A zia Ada, giovane vittima della "spagnola"
Il mese di ottobre si avviava
alla conclusione e le abitudini quotidiane delle persone erano ormai
stravolte dall’influenza che non dava segno di attenuazione.
Tutti i giornali del mondo, anche quelli locali, iniziarono a tenere aggiornati i propri lettori, alcuni non nascondendo la gravità della situazione, altri
cercando di non creare allarmismo, ma al tempo stesso dando informazioni utili
e raccomandando di attenersi a quanto disposto dalle autorità, anche
perché - allora come oggi - c’era chi diffondeva “notizie fantastiche” (oggi le
chiamiamo “fake news”):
«L’influenza, come in tutti i
paesi d’Italia ha battuto purtroppo anche alle porte delle nostre case, ma per
fortuna in forma benigna. Se si eccettuano infatti i casi in cui la resistenza
dell’ammalato era assai ridotta per precedenti scosse o vecchiaia, possiamo ben
dire che l’esito letale fu rarissimo. Da questa premessa intendiamo subito
trarre una raccomandazione perché siano evitati degli ingiustificati allarmi
mentre d’altra parte non si devono trascurare quelle norme speciali che ben
osservate scongiureranno ogni pericolo, o ad ogni modo lo renderanno più
leggero.
Ben a ragione quindi potremo
ripetere per noi quanto il Corriere della Sera di giovedì scorso ha scritto: “C’è
poi una forma di disfattismo che si compiace di seminare notizie fantastiche,
che esagera e generalizza casi particolari e di carattere affatto accidentale,
alimentando il terrore delle classi meno colte. Contro questo disfattismo
bisogna pure reagire ed essere senza pietà.

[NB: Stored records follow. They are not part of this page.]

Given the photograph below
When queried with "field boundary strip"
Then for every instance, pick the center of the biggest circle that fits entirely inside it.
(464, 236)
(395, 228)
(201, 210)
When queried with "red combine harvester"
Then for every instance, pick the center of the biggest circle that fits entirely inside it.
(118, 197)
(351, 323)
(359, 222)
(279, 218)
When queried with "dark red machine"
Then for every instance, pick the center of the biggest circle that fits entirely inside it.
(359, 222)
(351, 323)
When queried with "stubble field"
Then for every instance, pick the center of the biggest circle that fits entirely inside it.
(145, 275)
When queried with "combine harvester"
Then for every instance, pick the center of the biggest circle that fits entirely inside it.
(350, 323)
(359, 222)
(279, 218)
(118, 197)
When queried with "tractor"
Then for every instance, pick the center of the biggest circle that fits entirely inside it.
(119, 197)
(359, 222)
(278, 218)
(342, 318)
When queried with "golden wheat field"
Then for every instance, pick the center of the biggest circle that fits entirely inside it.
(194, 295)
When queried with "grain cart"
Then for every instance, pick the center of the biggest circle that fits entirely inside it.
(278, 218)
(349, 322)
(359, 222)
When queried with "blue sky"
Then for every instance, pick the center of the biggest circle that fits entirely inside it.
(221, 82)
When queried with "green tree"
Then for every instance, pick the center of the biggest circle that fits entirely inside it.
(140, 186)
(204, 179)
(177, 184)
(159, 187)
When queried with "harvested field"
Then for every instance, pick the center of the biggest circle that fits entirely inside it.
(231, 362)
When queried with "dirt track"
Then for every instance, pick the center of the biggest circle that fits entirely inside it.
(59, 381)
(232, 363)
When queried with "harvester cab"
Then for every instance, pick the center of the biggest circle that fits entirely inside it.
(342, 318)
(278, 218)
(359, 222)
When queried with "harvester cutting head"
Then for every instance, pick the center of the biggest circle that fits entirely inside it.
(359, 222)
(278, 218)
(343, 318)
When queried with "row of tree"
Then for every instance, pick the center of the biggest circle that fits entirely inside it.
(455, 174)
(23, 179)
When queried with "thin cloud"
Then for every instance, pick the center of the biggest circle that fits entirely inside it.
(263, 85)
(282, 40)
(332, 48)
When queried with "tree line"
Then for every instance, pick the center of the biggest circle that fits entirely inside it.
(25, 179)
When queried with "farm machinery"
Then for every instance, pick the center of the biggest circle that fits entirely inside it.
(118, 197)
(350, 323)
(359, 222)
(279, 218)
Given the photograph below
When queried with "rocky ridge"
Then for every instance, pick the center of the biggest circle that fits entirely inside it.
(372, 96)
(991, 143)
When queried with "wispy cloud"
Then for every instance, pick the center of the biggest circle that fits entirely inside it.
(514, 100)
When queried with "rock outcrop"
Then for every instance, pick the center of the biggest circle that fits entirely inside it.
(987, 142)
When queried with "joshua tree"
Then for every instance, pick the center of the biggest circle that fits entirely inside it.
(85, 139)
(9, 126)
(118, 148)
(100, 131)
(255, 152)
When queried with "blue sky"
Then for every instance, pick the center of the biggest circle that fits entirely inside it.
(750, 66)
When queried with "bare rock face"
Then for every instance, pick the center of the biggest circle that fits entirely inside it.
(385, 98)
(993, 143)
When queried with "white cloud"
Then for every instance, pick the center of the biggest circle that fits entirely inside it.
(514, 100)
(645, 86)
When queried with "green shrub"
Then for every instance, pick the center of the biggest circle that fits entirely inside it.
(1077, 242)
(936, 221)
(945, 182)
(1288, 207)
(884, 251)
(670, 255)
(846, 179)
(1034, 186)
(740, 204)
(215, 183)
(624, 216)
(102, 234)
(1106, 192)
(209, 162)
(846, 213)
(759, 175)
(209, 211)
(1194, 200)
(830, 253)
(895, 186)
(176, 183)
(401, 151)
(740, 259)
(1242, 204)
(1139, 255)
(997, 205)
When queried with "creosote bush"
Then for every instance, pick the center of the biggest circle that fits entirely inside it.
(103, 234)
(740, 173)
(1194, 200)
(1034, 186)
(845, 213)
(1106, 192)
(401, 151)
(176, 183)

C’è un’altra tendenza che non va
incoraggiata, ed è quella dei critici per amor dell’arte o di facile
pubblicità, che suggeriscono provvedimenti a dritta e a manca e ti lanciano
giudizi senza alcun senso della realtà, concorrendo così ad accrescere la
confusione ed a sminuire la fiducia nelle autorità, in un momento in cui questo
proprio non è necessario”». [Il Giornale di Pallanza del 20
ottobre 1918]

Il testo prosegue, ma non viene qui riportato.